Your raw data must be accessible at this location for review.
Proteomics data:
1) PRIDE
2) PXD004600
3) http://www.ebi.ac.uk/pride/archive/login
Accession details for review purposes:
Username: reviewer14653@ebi.ac.uk
Password: r1CpiwSv
"

Experimental design

* Line148: The authors mentioned that De novo assembly of the reads was performed using the IDBA-UD assembler v1.1. Although IDBA-UD demonstraed good performance in some benchmarks (e.g. http://cab.spbu.ru/software/spades/#benchmark), there are three separate assemblers in IDBA-UD package, and IDBA-Tran should be used for transcriptome data (https://github.com/loneknightpy/idba). Please clearly described the name and version of the tools used in the work if the authors actually used IDBA-Tran in the work.

* The different combinations of parameters used with the same sequence assembler on the same data usually produce quite different assemly results. I suggest the authors describe in detail (name, version number and parameters in a supplementary file) the software tools and the data used in each step in their RNA-seq sequence assembling and the downstream analysis, which could give the authors and other researchers a chance in the future to reproduce their results based on the available raw data.
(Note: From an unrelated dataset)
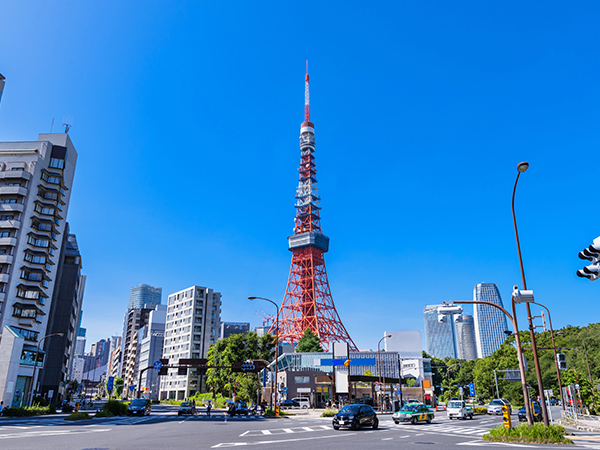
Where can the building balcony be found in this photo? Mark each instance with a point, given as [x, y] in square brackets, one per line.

* Line217 and 301: In order that the future readers could reproduce the results, the authors should prepare a detailed method description (in a supplementary file) to describle how they assigned (mapped) enzymes to KEGG pathways.

Validity of the findings

* Line297: The authors should explain more clear how EC numbers are assigned to the predicted proteins of the de novo contigs and to the RA 99-880 reference proteome. Namely, how the authors predicted (assigned) the protein function (EC number) of the predicted (six-frame translated) proteome and RA 99-880 reference proteome.

* Line310: The collumn C in table S3 shows the number of proteins is 1970. I suggest the authors to briefly explain the relationship between this number and the numbers (1283, 1389, 1290, 1511) of proteins identified in Figure 3.

* Line326: Table 3 demonstrated the significant increase of expression of the identified enzymes in the relevant metabolic pathways. The 2nd collumn (# ECs in reference pathway) and the 3rd collumn (# proteins (ECs) identified) could be more clear if the authors exchange the # ECs in brackets and the # proteins outside the brackets (for example, changing 16(12) into 12(16) as both 50 in 2nd collumn and 12 in 3rd collumn are # EC).

Additional comments

Although the manuscript needs some improvments in the details of method, data and results, but the authors presented the interesting findings in the economically important Rhizopus delemar ATCC 20344 and made a reasonable hypothesis with the data support (proteomic data accompanied by transcriptomic data) that the nitrogen starvation might induce an alternative amino acid metabolic pathway and then the pathway may contribute the fumarate accumulation. Although PeerJ does not require the novelty of the submitted research work but the authors presented a novel work and the community will benefit from their work.